Ich atmete tief aus, stand auf und ging zu Aurora. Auch unter der Decke und den vielen Pullovern schien sie zu frieren. "Wie geht es dir?" Ich setzte mich aufs Bett. Sie zuckte mit den Schultern. "Das ist keine Antwort", schmunzelte ich sie an.

"Mir ist wahnsinnig kalt", äußerte sie sich mit klappernden Zähnen.

"Innerlich oder äußerlich?"

"Innerlich."

"Dann mach ich dir einen Tee. Ich hätte Kräuter- oder Früchtetee. Was möchtest du?"

"Kräuter klingt gut", antwortete sie mir. Ihre Antwort verschlang fast die Decke.

Ich stand gerade auf, als es an der Tür klopfte. Esmeralda, die Wächterin von Celina (Garnoks Gefährtin), trat herein. Ein Lächeln schlich sich auf meine Lippen. "Lange nicht mehr gesehen, Esmeralda."

"Das beruht auf Gegenseitigkeit, Darko." Sie erwiderte mein Lächeln. Ihre blonden lockigen Haaren umrahmten ihr freundliches Gesicht. Sie trug ein schwarzes langärmliges T-Shirt mit einer hellblauen Jeans. Es hatte fast ein halbes Jahr gebraucht, bis sie keine Kleider mehr trug und sich angepasst hatte. In einer ihrer Händen trug sie einen Beutel.

"Ich wollte nur vorbeikommen, um rein zufällig Essen mitzubringen." Sie hob den Beutel hoch.

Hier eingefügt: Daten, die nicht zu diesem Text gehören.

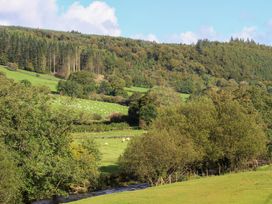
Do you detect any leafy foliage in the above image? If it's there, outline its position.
[0,77,98,202]
[120,93,266,184]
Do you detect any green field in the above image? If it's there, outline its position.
[73,129,145,172]
[72,167,272,204]
[73,129,145,139]
[125,86,149,96]
[0,65,59,91]
[52,95,128,119]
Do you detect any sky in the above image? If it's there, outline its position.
[0,0,272,45]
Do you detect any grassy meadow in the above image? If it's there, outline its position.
[52,95,128,119]
[0,65,59,91]
[73,129,145,172]
[69,166,272,204]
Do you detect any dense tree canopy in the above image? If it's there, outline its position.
[0,27,272,93]
[0,76,99,203]
[120,94,267,184]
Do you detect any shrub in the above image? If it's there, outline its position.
[92,113,103,120]
[21,79,31,87]
[7,62,18,71]
[120,94,267,184]
[0,141,23,204]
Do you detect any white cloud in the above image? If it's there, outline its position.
[232,26,258,40]
[131,33,160,43]
[169,26,219,45]
[179,31,198,44]
[0,0,121,36]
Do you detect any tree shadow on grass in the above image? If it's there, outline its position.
[263,193,272,204]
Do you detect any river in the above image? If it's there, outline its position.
[32,183,150,204]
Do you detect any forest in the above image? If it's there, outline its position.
[0,26,272,203]
[0,26,272,92]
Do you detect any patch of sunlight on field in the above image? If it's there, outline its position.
[52,96,128,118]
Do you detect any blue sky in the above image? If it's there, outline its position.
[0,0,272,44]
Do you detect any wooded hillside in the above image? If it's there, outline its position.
[0,27,272,87]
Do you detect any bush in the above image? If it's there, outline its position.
[57,80,83,97]
[120,94,267,185]
[21,79,32,87]
[0,77,98,203]
[92,113,103,120]
[7,62,18,71]
[0,141,23,204]
[128,87,181,127]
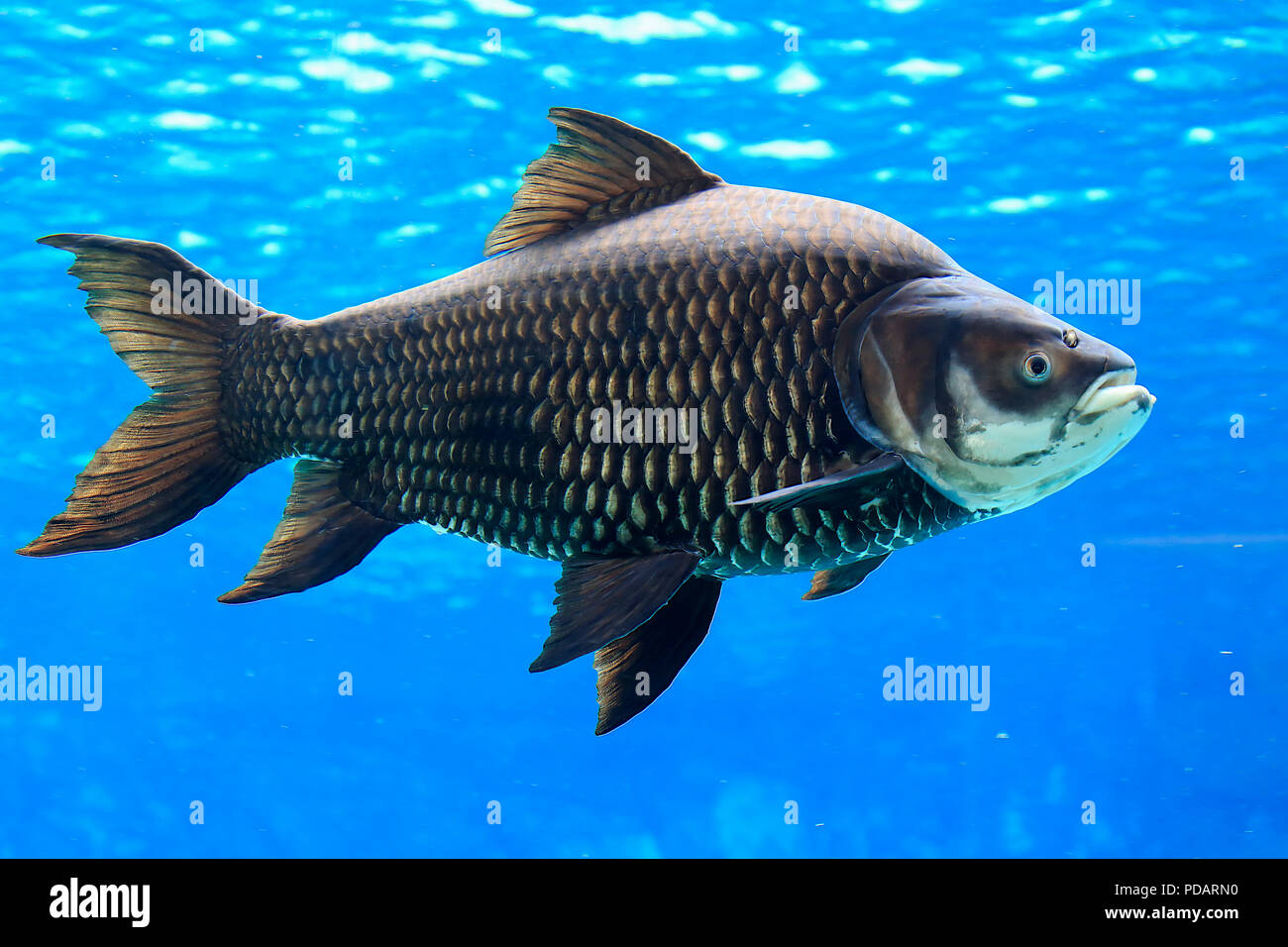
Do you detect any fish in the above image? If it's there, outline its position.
[18,107,1154,734]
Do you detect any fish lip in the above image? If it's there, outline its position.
[1069,366,1158,419]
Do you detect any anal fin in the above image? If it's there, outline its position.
[595,576,720,736]
[528,549,700,672]
[802,553,890,601]
[219,460,402,603]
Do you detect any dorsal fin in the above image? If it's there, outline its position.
[483,108,724,257]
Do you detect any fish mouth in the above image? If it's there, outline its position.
[1073,366,1158,420]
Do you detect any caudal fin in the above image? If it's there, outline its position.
[18,233,270,556]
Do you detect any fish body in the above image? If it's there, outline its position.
[228,185,962,579]
[20,110,1153,732]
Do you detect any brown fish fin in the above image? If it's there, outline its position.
[483,108,724,257]
[219,460,402,603]
[595,576,720,736]
[731,454,903,513]
[18,233,271,556]
[528,549,702,672]
[802,553,890,601]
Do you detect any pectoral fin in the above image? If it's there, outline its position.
[595,576,720,736]
[733,454,903,513]
[219,460,400,603]
[802,553,890,601]
[528,549,700,672]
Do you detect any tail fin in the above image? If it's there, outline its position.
[18,233,269,556]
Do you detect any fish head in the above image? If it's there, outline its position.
[833,273,1154,513]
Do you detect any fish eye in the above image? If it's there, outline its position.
[1024,352,1051,381]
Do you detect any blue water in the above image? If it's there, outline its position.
[0,0,1288,857]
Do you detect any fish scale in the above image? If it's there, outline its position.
[227,185,967,579]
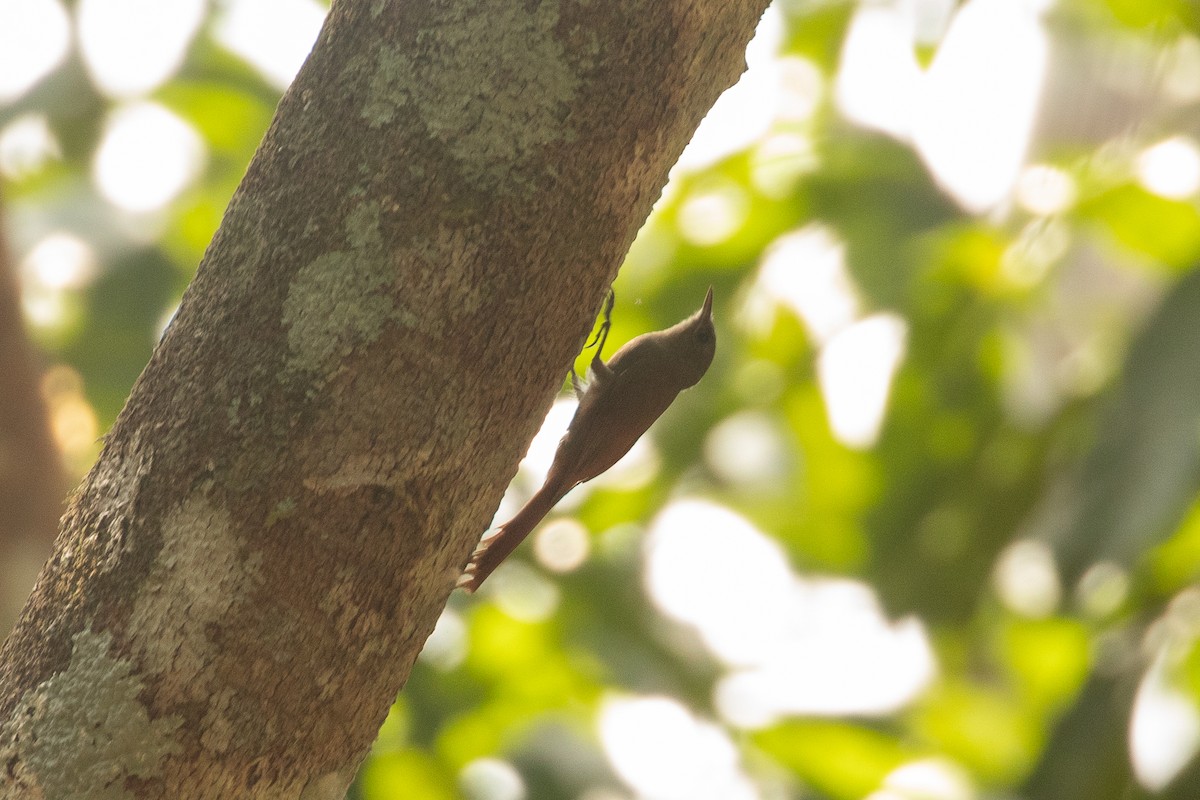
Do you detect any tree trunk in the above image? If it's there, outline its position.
[0,201,67,636]
[0,0,767,799]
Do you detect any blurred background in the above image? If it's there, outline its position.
[0,0,1200,800]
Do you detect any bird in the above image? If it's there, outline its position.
[456,287,716,593]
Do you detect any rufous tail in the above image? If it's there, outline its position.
[456,481,570,593]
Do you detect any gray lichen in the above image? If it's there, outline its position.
[283,201,395,373]
[0,628,182,800]
[362,0,581,192]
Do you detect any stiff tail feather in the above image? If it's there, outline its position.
[456,481,570,593]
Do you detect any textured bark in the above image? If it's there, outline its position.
[0,203,67,634]
[0,0,767,798]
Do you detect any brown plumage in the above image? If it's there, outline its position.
[458,289,716,591]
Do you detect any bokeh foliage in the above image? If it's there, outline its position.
[7,0,1200,800]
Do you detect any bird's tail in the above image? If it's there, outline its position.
[457,481,570,593]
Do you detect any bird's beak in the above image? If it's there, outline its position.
[700,287,713,320]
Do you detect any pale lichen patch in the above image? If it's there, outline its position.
[0,628,182,800]
[283,201,395,373]
[130,493,262,697]
[361,0,581,192]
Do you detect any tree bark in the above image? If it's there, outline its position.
[0,201,67,633]
[0,0,767,799]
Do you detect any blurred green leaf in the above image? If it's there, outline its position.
[1032,271,1200,582]
[1079,185,1200,269]
[754,721,916,800]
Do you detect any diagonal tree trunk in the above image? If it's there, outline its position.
[0,0,767,799]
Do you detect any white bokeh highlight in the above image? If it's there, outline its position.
[598,697,760,800]
[214,0,325,89]
[458,758,527,800]
[817,314,908,450]
[92,102,205,213]
[77,0,208,97]
[756,225,862,344]
[1129,648,1200,792]
[992,540,1062,618]
[20,230,97,290]
[1135,136,1200,200]
[835,0,1049,213]
[644,500,936,728]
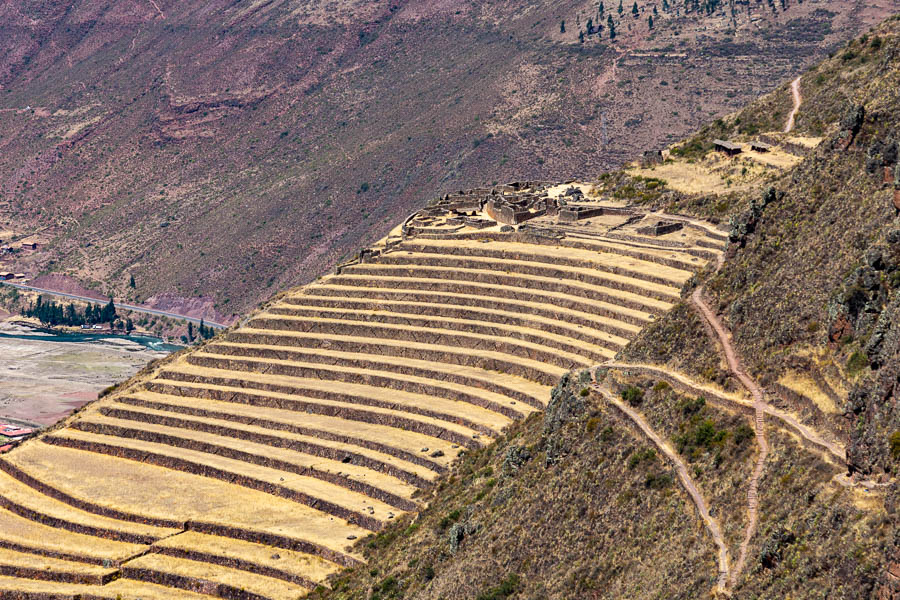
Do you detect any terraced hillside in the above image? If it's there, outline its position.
[0,184,725,600]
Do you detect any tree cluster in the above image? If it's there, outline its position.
[22,296,118,327]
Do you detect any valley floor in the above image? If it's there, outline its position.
[0,323,167,425]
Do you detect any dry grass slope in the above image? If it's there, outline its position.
[0,197,720,599]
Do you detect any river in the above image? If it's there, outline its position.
[0,323,181,425]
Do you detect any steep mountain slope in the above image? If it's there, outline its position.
[0,0,888,315]
[306,18,900,600]
[0,189,725,600]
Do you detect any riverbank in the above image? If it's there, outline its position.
[0,322,180,425]
[0,317,184,352]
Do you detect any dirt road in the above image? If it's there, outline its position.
[592,384,729,591]
[784,77,803,133]
[691,286,769,587]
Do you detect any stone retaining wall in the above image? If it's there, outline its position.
[152,546,316,590]
[326,276,655,318]
[213,333,544,409]
[284,288,634,341]
[344,255,678,302]
[144,377,488,448]
[188,354,525,419]
[112,399,447,474]
[43,434,384,531]
[232,322,588,378]
[269,298,630,350]
[96,406,430,488]
[72,421,418,511]
[122,565,269,600]
[0,459,184,529]
[398,242,693,287]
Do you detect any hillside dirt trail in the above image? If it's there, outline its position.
[784,77,803,133]
[691,286,769,587]
[591,383,730,592]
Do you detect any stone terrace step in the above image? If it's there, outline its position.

Ich lachte auf. "Essen inklusive Kreuzverhör."

Unschuldig zuckte sie mit den Schultern. "Du kennst mich einfach zu gut."

Das Zähneklappern von Aurora erinnerte mich wieder, dass ich ihr einen Tee machen wollte. "Nimm sie nicht zu sehr ins Kreuzverhör, sie erholt sich von ihren Verletzungen." Ich ging an ihr vorbei und biegte gerade in die kleine Küche ein.

"Ich habe nicht fast 16 Jahre jemanden groß gezogen, um nicht zu wissen, wie ich mit einer Jugendlichen umzugehen habe", ihre Stimme hallte durch den Flur. Ich verdrehte die Augen, war klar, dass sie das sagte.